We thank the recommender and the reviewers for their careful revision. All their comments have been taken into account. Their external perspective helped us to better explain what has been done and to improve the manuscript.
Our answers are in red and in italics in the “Response to reviewers comments” file. All the modifications in the manuscript are visible in the word file. Hopefully, our amendments will meet with your approval. Do not hesitate to get in touch with me if you need clarifications.

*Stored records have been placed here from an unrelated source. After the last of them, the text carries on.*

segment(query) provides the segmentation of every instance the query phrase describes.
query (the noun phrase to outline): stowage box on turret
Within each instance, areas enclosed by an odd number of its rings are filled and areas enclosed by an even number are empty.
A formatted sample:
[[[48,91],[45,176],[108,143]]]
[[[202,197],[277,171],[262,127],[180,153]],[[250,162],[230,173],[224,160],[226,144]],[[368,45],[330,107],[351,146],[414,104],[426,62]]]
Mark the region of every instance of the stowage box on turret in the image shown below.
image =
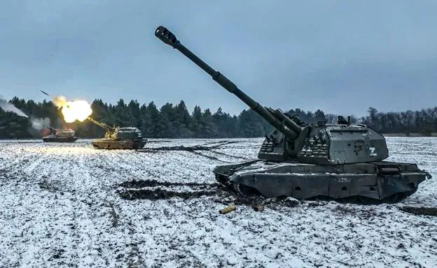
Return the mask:
[[[385,138],[374,129],[350,124],[341,117],[335,124],[306,124],[296,116],[263,107],[185,47],[166,28],[159,27],[155,36],[180,51],[275,127],[265,137],[258,159],[216,167],[213,172],[218,181],[265,197],[396,202],[414,193],[421,182],[431,178],[415,164],[384,161],[389,157]]]
[[[141,149],[146,145],[147,140],[143,139],[141,131],[134,127],[111,127],[88,117],[88,119],[104,128],[104,137],[92,140],[92,146],[97,149]]]

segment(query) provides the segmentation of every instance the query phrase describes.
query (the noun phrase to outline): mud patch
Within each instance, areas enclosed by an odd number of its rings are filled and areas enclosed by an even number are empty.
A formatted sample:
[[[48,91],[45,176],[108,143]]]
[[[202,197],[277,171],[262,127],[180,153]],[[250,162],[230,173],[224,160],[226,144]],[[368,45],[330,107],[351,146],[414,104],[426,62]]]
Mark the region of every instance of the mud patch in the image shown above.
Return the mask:
[[[437,216],[437,207],[398,207],[399,210],[414,215]]]
[[[158,188],[157,189],[141,189],[141,190],[122,190],[118,192],[120,197],[128,200],[136,199],[147,199],[149,200],[158,200],[172,198],[182,199],[190,199],[203,196],[210,196],[216,194],[214,191],[196,191],[193,192],[176,192],[167,191]]]
[[[182,183],[182,182],[168,182],[168,181],[158,181],[155,179],[147,179],[147,180],[132,180],[130,181],[124,181],[120,184],[118,184],[120,187],[125,188],[144,188],[144,187],[156,187],[156,186],[194,186],[194,187],[213,187],[218,186],[218,184],[198,184],[195,182],[188,182],[188,183]]]
[[[121,187],[121,189],[117,190],[120,197],[128,200],[137,199],[158,200],[172,198],[187,200],[212,197],[214,202],[223,204],[233,203],[235,205],[263,205],[272,209],[277,209],[281,207],[295,207],[300,204],[296,199],[289,197],[265,198],[258,195],[244,195],[235,191],[234,188],[221,184],[174,183],[152,179],[125,181],[118,184],[118,186]],[[194,191],[176,191],[161,188],[172,186],[189,186]],[[144,188],[147,187],[158,188]]]

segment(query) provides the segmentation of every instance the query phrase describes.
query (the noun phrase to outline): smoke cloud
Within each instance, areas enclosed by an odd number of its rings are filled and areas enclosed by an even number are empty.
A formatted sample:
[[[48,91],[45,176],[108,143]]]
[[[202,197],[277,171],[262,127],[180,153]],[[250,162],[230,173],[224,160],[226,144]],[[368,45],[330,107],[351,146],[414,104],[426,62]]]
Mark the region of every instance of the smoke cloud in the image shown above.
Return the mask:
[[[1,96],[0,96],[0,107],[4,110],[6,112],[12,112],[18,114],[20,117],[29,118],[29,117],[26,114],[25,114],[22,110],[14,106],[13,104],[6,101],[6,100],[4,100]]]

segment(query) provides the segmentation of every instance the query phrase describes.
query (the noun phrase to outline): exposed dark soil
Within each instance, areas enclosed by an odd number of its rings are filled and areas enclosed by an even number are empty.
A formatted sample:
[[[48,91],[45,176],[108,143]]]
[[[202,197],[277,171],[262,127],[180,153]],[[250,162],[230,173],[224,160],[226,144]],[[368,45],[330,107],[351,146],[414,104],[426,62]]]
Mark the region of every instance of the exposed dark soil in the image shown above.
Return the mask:
[[[214,191],[196,191],[193,192],[175,192],[172,191],[162,190],[160,188],[153,190],[127,190],[121,191],[118,193],[120,196],[126,200],[132,200],[136,199],[148,199],[157,200],[169,199],[172,198],[181,198],[182,199],[196,198],[201,196],[214,195],[216,193]]]
[[[403,211],[410,213],[415,215],[433,216],[437,216],[437,207],[398,207]]]
[[[146,199],[150,200],[180,198],[182,199],[199,198],[205,196],[214,197],[216,202],[228,204],[233,203],[236,205],[275,205],[294,207],[299,205],[300,202],[293,198],[265,198],[258,195],[247,195],[241,194],[230,185],[221,184],[198,184],[198,183],[171,183],[158,181],[155,180],[132,180],[125,181],[118,185],[122,189],[118,191],[120,198],[126,200]],[[193,191],[174,191],[161,188],[154,189],[143,189],[145,187],[156,186],[189,186]],[[274,207],[271,207],[274,208]]]
[[[188,182],[188,183],[181,183],[181,182],[168,182],[168,181],[158,181],[155,179],[147,179],[147,180],[132,180],[130,181],[125,181],[120,184],[118,184],[120,187],[125,188],[144,188],[144,187],[156,187],[156,186],[195,186],[195,187],[212,187],[214,186],[218,186],[218,184],[199,184],[195,182]]]

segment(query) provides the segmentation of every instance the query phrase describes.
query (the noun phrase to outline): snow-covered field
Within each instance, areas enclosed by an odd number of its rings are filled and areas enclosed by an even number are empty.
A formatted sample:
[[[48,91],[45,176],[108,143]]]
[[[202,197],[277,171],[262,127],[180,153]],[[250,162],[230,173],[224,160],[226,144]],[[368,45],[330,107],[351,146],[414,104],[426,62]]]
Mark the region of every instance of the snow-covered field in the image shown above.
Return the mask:
[[[437,218],[399,209],[437,207],[437,138],[387,138],[389,160],[434,177],[400,204],[220,214],[212,169],[256,158],[262,139],[229,140],[152,140],[146,148],[161,149],[137,151],[0,141],[0,267],[437,266]],[[162,149],[180,145],[214,148]],[[181,197],[159,199],[159,188]]]

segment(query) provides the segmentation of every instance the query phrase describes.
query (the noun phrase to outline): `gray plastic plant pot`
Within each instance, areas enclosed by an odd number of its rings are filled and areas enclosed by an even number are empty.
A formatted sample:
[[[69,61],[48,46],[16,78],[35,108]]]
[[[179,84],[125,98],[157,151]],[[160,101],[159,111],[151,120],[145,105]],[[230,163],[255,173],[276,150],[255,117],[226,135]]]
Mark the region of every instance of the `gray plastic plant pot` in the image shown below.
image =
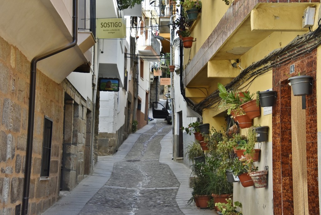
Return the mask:
[[[310,76],[299,76],[288,79],[292,87],[293,94],[295,96],[305,95],[311,94],[310,86],[313,77]]]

On behalf of my co-author, Yours sincerely,
Antoine Gardarin, researcher at INRA-AgroParisTech
Decision by Ignasi Bartomeus, posted 21 Feb 2019
After carefully reading the manuscript and reading the reviewers comments, I think that analyzing how to improve a common sampling technique used for describing ground arthropod communities can constitute a good contribution to the field. However, I concur with both reviewers that the manuscript needs to be presented in a more clear way, and acknowledge better its limitations. I made a number of wording suggestions in the text to improve clarity, especially about the results presented (see the document here: https://www.dropbox.com/s/3qyv35ljifj1yfc/Manuscript_IB.docx?dl=0). My only main concern is regarding the simulation (see reviewer 2 detailed advise). I am not sure the data at hand allows testing the sampling effort question, but if the authors think so, it should be clearly justified in the paper. Clear recommendations on what pitfall traps are optimal in different conditions would be of great help. I hope our comments are helpful to strengthen the manuscript.
Best, Ignasi Bartomeus
Reviewed by Matthias Foellmer, 18 Feb 2019
In this study, the authors aim at filling a gap in our understanding of the efficacy and necessary sample size of different pitfall trap types in agricultural fields, for which such tests are lacking, in contrast to more natural habitats. The first part of the manuscript focuses on the analysis and results of the field study component; the second part focuses on a simulation study to evaluate necessary sample sizes of pitfall traps to detect statistically significant effects at alpha = 0.05 in crop fields as a function of proportional cropping system difference, using the information on ground-dwelling spider and carabid communities gained from the field experiment.
In my opinion, there is a lot of valuable data presented, which should provide guidance for future studies. However, the presentation and organization of the manuscript are not clear, making it unnecessarily difficult to understand the paper.
L 39-40: The generalizability of the simulation results is less then indicated (see below), which the abstract will need to reflect.
L 115-116: rephrase “poorly abundant and diversified arthropod”. Maybe “little abundant arthropods with low diversity”.
L 144-163: I strongly suggest providing a diagram illustrating the experimental design. It’s hard to keep track of the spatial and temporal aspects.
L 189-190: so eight traps per sampling station? Please clarify.
L 202-203: why only five individuals? This seems very low. Please explain.
L 211: Please specify the removal process
L 276 – section 3.1: I’m missing the model output. Please add the table.
L 292 – Figure 1: This looks like boxplots showing raw data, not estimated effects from a model. I suggest providing an effects plot instead.
L 308 – Figure 2: I think the variables are on the left.
L 323: “Over the variability“ sounds very odd, please rephrase.
L 2237 – 338: Why for large pitfall traps filled with salt water only?
L 359: I don’t think there are supplementary materials.
L 417 – 423: Your test was more limited than this paragraph suggests. I don’t think you can generalize to other types of pitfall traps.